For those worried this is more Klinenberg with flavors of Ansari spread out to sell the book, rest assured this is not. It's Aziz Ansari front and center, doing something I've never seen a comedian do -- write a book that's not just a memoir or replication of their stand-up. This is a sociological study in the same vein as Quiet: The Power of Introverts in a World that Can't Stop Talking and The Immortal Life of Henrietta Lacks, but with the humor backing it up. Like The Daily Show. And I don't believe there's anything wrong with presenting facts and truth in an entertaining way. 

And it's not just reports and findings one after the other. But it's also instructional to young singles for what works and what doesn't. Or what tools to use to accomplish your goals. What kind of profile picture gets the best results in online dating? Where do I go to meet people post-college? What is wrong with women/men these days? A whole chapter is dedicated to the text message. What's the difference between texting back right away or waiting a while? I recommend this whether you're single or married.

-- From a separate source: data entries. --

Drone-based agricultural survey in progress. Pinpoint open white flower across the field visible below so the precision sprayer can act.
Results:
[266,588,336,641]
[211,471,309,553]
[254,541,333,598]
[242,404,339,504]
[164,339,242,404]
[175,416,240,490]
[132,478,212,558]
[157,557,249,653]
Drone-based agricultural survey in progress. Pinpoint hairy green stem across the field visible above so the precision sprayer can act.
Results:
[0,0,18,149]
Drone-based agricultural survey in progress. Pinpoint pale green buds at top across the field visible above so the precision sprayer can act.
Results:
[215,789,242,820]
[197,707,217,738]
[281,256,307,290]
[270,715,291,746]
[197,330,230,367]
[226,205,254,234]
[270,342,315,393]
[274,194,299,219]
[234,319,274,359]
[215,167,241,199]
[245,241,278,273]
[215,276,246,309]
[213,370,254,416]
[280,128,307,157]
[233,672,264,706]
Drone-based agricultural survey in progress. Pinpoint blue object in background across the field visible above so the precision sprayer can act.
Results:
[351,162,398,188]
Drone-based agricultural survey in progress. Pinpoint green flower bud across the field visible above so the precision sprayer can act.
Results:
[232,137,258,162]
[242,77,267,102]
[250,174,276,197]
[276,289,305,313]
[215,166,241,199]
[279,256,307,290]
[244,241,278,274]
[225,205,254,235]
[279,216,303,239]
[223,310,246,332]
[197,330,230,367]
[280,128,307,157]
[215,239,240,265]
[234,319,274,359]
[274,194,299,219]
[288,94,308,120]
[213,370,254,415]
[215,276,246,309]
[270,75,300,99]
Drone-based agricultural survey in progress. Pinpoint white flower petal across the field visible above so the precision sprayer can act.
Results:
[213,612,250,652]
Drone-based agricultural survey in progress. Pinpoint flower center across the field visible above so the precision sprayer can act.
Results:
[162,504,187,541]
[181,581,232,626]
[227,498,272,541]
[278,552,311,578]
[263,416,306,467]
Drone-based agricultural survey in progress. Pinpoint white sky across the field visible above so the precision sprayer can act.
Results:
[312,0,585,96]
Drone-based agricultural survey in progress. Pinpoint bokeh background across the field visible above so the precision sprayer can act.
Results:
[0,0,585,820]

Especially people who are "tired of the whole bar scene".


Island of the Blue Dolphins by Scott O'Dell

I read this to my daughter to completion, so I added it to my collection, though I would never have chosen to read it myself. This is book is supposed to be a classic, but I did not find it interesting. But I'm sure that's just me -- I'm not into survival stories like Hatchet and White Fang. In this case, it's a native girl who was left behind on an island when everyone else fled to somewhere more mainland. She builds shelters, finds water, harvests fish and seafood, makes friends with the wildlife, all typical survival stuff.

My problem is that it doesn't really build toward something. There's no rising action. There's a teensy amount of dialogue. The action is frontloaded to the beginning. And at some point, you wonder why this story is important (and you don't find out until the end that it's because this was a true story -- hence the dullness).

Roadwork by Stephen King

Every time I look at my list of Stephen King books I want to read, I whittle it down a little more and a little more. This one survived the stack, but I wish it didn't. Maybe because I liked the theme of it, like Rage and The Long Walk. Written around the same time too, and published under the Bachman pseudonym. Like Rage, there is nothing supernatural and it's about a guy getting his revenge Charles Bronson style. Or at least it was supposed to be.

From the beginning there is a promise that this is going to end in tremendous violence. In a one-man standoff against the government, standing up for what he believes in. The little guy who won't be pushed off his land, who won't be evicted from his memories in the face of progress. But it takes WAY too long to get there. And then it's only fifteen pages at the end. The part you came to see is buried under overwritten prose, Maine catechisms, and wool-gathering. The book is more about the main character toodling around while he doesn't make plans to evacuate his place of work and home in lieu of a new freeway they are building. Not to mention the content is outdated now (the energy crisis, making a big deal of buying a TV, laundry facilities).

The tension is so strung out by the end the climax sags like a Las Vegas showgirl's chest. The main character doesn't do anything but gripe and drink -- two Stephen King staples -- letting the time until 90,000 words are written expire. His wife leaves him, his friends abandon him. It brings up interesting issues, but I can recall at least two Star Trek episodes that dealt with this exact issue in a much more entertaining way.